The concept collapses under existing treaties:

  • Geneva Convention III (1949), Article 22: POWs must be held in "camps situated on land" with hygiene and safety standards. Holding them on a warship—a prime target for torpedoes and missiles—violates the prohibition on exposing prisoners to combat risks.
  • Geneva Convention I, Article 19: Hospital ships lose protection if used for military purposes. By extension, a battleship gains no protection by holding prisoners; it remains a legitimate target, making the prisoners de facto hostages.
  • Hague Convention IV (1907): It is forbidden to "kill or wound treacherously individuals belonging to the hostile nation." Luring an enemy into firing on their own captured soldiers via a prison battleship constitutes perfidy.

In short, any navy that built a prison battleship would be operating outside the laws of armed conflict. Commanders ordering fire upon such a ship would be legally justified; the imprisoning navy would be guilty of war crimes.

Part III: The Dystopian Pivot (The Science Fiction Connection)

The historical "prison battleship" faded after WWII, as naval aviation and missile technology made old battleships hopelessly obsolete for combat. However, the idea of the prison battleship refused to die. It merely migrated to pop culture.

In 1981, John Carpenter’s Escape from New York introduced the concept of turning an entire island (Manhattan) into a prison. But the spiritual successor was the 1996 film The Rock, where Nicolas Cage and Sean Connery infiltrate Alcatraz. Yet, the true "prison battleship" trope exploded in the 2010s.

The Japanese Experiment: Mikasa’s dark twin

In the early 20th century, the Imperial Japanese Navy experimented with utilizing obsolete pre-dreadnoughts as detention centers during the occupation of Korea and the Pacific Mandate.
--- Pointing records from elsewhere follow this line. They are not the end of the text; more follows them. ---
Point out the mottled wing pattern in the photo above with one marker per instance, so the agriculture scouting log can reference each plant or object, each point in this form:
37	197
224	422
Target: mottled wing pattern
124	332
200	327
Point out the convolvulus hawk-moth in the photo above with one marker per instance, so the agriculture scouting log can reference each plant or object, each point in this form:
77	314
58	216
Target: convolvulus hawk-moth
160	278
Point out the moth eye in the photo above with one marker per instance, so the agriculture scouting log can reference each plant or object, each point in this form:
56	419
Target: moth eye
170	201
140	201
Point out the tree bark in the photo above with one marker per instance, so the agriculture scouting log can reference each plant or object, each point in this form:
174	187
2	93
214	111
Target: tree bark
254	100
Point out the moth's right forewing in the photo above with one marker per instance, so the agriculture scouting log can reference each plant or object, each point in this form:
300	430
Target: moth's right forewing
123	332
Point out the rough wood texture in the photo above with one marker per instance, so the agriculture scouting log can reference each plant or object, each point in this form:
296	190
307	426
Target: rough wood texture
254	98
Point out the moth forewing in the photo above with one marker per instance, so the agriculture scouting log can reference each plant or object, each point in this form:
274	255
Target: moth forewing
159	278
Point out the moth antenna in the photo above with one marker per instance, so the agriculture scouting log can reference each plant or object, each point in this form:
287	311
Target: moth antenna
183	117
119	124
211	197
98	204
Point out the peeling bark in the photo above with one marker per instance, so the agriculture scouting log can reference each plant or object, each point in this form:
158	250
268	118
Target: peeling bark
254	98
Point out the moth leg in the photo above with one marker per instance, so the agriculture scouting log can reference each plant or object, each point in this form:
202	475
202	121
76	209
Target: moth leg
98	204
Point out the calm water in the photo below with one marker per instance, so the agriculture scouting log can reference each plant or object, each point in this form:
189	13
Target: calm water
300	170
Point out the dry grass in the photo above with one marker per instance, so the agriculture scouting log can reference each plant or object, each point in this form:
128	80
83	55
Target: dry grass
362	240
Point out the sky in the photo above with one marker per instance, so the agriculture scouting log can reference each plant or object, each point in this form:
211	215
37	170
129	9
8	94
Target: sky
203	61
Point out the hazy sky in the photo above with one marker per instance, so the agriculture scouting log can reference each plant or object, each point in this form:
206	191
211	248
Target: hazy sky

These vessels served a dual purpose: While most of these remained classified

  1. Detention: Holding political prisoners away from mainland soil.
  2. Deterrence: Moored in harbors, a massive, grey battleship with barred portholes served as a psychological warning to local populations regarding the cost of rebellion.

While most of these remained classified, survivor testimonies from the 1923 Great Kanto earthquake describe prisoners being left to drown in locked cells aboard a battleship hulk in Yokohama harbor—a tragedy the navy officially denied for decades.